Misalnya saja, jika potret dan tulisan tersebut dipublikasikan di media sosial,
pengaturannya merujuk pada Undang-Undang Nomor 11 Tahun 2008 tentang Informasi dan
Transaksi Elektronik (“UU ITE”), yang mengatur sebagai berikut: “Setiap
Orang dengan sengaja dan tanpa hak mendistribusikan dan/atau mentransmisikan
dan/atau membuat dapat diaksesnya Informasi Elektronik dan/atau Dokumen
Elektronik yang memiliki muatan penghinaan dan/atau pencemaran nama baik”. (Pasal
27 ayat (3) UU ITE)
Walau mengatur mengenai pencemaran nama baik
melalui sistem elektronik, Pasal 27 ayat (3) UU ITE tidak memberikan penjelasan
lebih lanjut mengenai apa saja yang termasuk dengan pencemaran nama baik.

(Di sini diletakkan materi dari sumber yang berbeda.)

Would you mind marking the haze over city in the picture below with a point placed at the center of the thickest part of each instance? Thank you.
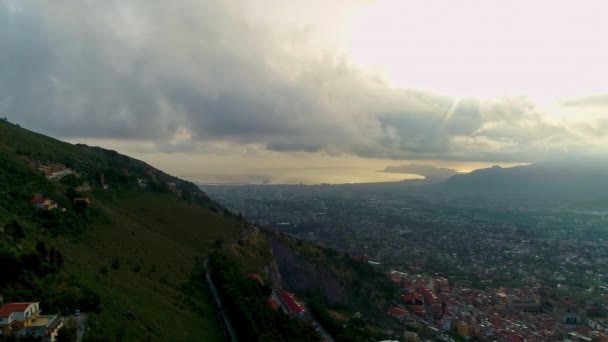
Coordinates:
(240, 91)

Tetapi jika merujuk secara historis, Josua Sitompul, S.H., IMM dalam
artikel Pencemaran Nama Baik di Media Sosial, Delik Biasa atau Aduan?,
menjelaskan bahwa Pasal 27 ayat (3) UU ITE mengacu pada ketentuan penghinaan
atau pencemaran nama baik dalam Kitab Undang-Undang Hukum Pidana (“KUHP”), khususnyaPasal
310 dan Pasal 311 KUHP.
Oleh karena itu, mengenai apa saja yang termasuk
dalam pencemaran nama baik, bisa dilihat dalam Penjelasan Pasal 310 dan Pasal
311 KUHP. Mengenai Pasal 310 KUHP, R. Soesilo dalam buku Kitab
Undang-Undang Hukum Pidana (KUHP) Serta Komentar-Komentarnya Lengkap Pasal
DemiPasal, berpendapat bahwa untuk dapat dipidana dengan pasal tersebut,
penghinaan harus dilakukan dengan cara menuduh seseorang telah melakukan
perbuatan yang tertentu dengan maksud tuduhan itu akan tersiar (diketahui oleh
orang banyak). Perbuatan yang dituduhkan itu tidak perlu suatu perbuatan
yang boleh dihukum seperti mencuri, menggelapkan, berzinah, dan sebagainya, cukup
dengan perbuatan biasa, sudah tentu suatu perbuatan yang memalukan,
misalnya menuduh bahwa seseorangtelah masuk melacur di rumah persundalan; ini
bukan perbuatan yang boleh dihukum, akan tetapi cukup memalukan bagi yang
berkepentingan bila diumumkan.
Mengenai perbuatan yang dituduhkan dalam Pasal 310
KUHP ini, S.R. Sianturi dalam buku Tindak Pidana di KUHP Berikut
Uraiannya (hal. 560) berpendapat bahwa yang dituduhkan itu dapat
berupa berita yang benar-benar terjadi dan dapat juga “isapan jempol” belaka.
Dengan melihat ketentuan dan penjelasan di atas, setiap orang harus
hati-hati ketika memublikasikan foto/potret orang lain.